We aren't going to do what the other churches do. We don't automatically assume that your religion is wrong, nor evil, and we aren't going to tell you that you are are going to burn for an eternity in hell just because you haven't given us your money. We do offer some nice Eternity Soul packages tho, check out our online store.
Our pastors don't do what the other pastors do. We aren't going to condemn you to an eternity of pain and damnation. We aren't going to promise you pain and destruction because we don't like who you sleep with, or how you sleep with them, or because we might be in the closet about who we want to sleep with and how we want to sleep with them.
Unlike other churches where they fleece the parishioners, then hire some prostitutes, buy a couple jets, some new cars and clothes, and set themselves up in a few new houses... we aren't going to hire any prostitutes. It's still not legal in the states... Everything else mentioned above is. We'll stick with those ideas.
Have you ever asked your pastor what Thor's hammer Mjolnir is made out of? What weapon valkyrie prefer to carry to battle? What is the airspeed of an unladen swallow? You were probably met with a lost look on their face weren't you. That isn't what our priests offer. We offer answers. The best answers.
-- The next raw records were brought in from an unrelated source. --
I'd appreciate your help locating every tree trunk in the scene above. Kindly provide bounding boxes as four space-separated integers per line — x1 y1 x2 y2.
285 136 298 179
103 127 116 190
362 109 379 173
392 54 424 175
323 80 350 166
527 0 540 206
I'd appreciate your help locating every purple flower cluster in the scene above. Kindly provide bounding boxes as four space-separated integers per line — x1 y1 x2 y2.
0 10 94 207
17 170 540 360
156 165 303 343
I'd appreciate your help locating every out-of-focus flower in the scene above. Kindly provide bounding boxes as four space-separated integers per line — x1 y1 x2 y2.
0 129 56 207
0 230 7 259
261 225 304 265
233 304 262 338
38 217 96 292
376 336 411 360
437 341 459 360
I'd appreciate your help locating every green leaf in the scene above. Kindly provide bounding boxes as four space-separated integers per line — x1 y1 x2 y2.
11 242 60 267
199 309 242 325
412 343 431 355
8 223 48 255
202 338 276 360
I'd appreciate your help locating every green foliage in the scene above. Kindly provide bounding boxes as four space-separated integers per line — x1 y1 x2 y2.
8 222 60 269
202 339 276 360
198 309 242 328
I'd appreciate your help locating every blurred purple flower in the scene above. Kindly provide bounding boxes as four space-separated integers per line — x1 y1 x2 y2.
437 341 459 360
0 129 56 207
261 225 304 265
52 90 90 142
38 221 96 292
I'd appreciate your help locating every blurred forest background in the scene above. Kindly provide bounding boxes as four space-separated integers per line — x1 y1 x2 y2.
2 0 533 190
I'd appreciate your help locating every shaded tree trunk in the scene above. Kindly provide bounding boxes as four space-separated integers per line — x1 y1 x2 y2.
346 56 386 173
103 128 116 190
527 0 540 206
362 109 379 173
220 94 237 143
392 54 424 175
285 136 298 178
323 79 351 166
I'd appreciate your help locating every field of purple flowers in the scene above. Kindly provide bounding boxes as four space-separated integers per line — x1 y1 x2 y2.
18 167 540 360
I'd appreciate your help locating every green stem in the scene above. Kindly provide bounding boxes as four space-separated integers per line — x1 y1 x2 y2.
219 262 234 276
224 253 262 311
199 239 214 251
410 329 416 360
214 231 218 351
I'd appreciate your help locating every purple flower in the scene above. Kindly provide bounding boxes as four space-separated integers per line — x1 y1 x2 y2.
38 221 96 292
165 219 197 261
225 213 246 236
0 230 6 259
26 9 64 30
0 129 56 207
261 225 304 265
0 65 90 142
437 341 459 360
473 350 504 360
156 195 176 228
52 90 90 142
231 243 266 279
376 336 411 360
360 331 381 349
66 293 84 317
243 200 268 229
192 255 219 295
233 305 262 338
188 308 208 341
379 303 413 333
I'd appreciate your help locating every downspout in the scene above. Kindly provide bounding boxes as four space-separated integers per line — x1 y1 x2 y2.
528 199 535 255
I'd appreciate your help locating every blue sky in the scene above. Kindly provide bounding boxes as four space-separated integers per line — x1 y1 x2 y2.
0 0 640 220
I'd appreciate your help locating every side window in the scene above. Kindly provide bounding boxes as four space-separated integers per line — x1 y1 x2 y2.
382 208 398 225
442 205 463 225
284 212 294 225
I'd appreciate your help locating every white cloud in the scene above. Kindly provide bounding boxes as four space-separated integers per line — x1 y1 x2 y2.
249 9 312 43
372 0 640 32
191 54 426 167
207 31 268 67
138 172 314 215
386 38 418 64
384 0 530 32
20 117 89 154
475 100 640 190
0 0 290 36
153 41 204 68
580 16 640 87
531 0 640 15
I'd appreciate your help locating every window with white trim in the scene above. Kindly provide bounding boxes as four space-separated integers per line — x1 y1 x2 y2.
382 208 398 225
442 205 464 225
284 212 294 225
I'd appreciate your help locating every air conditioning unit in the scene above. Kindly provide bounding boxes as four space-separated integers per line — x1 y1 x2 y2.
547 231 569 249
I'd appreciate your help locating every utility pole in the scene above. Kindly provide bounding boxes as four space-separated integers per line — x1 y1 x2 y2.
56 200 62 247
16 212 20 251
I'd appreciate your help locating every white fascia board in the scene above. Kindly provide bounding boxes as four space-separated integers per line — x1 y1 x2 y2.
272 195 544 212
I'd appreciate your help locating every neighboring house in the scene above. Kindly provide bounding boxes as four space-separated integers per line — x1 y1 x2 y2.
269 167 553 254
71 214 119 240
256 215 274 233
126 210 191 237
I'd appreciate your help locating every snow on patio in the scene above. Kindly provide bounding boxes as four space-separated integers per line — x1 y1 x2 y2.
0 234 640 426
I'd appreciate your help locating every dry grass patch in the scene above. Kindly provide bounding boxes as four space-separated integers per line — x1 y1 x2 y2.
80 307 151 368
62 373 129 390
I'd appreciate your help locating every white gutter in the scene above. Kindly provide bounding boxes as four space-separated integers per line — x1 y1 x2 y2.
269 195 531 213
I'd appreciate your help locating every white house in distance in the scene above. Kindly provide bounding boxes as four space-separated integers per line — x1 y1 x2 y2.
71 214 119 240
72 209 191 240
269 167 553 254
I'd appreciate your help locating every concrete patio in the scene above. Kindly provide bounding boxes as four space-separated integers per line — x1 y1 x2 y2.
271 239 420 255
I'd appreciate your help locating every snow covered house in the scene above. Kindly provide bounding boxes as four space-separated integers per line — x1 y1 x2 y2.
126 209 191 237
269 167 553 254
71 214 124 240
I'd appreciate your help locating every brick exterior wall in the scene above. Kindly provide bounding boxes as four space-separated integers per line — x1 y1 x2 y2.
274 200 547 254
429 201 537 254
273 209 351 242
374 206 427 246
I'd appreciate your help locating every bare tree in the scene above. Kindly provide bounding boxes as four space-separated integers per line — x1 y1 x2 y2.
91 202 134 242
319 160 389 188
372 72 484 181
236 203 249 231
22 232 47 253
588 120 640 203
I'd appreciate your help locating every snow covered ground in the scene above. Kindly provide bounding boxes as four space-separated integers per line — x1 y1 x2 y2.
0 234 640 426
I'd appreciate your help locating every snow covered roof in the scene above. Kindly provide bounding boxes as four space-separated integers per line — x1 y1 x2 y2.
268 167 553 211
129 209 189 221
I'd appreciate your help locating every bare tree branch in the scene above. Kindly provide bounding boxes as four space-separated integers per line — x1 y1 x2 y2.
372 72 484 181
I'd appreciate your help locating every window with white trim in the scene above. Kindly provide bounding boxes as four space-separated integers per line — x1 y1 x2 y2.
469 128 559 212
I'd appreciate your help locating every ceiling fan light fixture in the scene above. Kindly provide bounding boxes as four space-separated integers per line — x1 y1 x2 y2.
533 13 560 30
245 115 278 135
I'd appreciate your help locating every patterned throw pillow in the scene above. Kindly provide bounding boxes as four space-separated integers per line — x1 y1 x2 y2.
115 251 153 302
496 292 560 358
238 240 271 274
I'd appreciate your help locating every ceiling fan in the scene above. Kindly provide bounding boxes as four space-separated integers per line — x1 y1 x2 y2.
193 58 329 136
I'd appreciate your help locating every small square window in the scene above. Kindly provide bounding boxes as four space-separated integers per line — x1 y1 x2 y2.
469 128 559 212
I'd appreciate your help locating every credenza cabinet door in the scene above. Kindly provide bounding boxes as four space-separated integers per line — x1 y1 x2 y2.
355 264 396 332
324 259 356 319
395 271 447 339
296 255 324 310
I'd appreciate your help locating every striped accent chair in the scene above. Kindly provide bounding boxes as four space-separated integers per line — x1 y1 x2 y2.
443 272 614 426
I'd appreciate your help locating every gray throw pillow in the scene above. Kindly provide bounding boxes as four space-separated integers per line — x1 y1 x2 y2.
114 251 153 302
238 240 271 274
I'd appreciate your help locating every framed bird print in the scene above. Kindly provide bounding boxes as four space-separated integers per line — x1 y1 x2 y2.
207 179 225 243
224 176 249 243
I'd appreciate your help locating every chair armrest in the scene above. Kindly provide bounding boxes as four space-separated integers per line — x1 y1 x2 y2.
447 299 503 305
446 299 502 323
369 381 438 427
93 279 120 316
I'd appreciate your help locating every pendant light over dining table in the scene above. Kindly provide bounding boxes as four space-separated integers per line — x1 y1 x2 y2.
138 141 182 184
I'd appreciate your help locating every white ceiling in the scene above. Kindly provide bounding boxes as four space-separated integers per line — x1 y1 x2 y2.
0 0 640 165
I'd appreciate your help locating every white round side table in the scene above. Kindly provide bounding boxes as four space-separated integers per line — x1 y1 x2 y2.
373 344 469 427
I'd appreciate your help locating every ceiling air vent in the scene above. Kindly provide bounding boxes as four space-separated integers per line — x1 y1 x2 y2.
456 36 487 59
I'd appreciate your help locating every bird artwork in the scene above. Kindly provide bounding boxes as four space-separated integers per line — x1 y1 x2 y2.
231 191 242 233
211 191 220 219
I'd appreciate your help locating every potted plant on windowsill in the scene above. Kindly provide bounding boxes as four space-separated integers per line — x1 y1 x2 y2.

It's hard to believe one church can do this much, but we can. And we do.
SACRED TEXTS AVAILABLE
How do you join our church?
It's really, really easy.
Do you know what tithing is?
Provide a small percentage of your monthly wages to us and we will make you a member, just like every other church does. It's quick, easy and painless. And think of eternity... We'll make sure you get the nice seat next to the ice machine.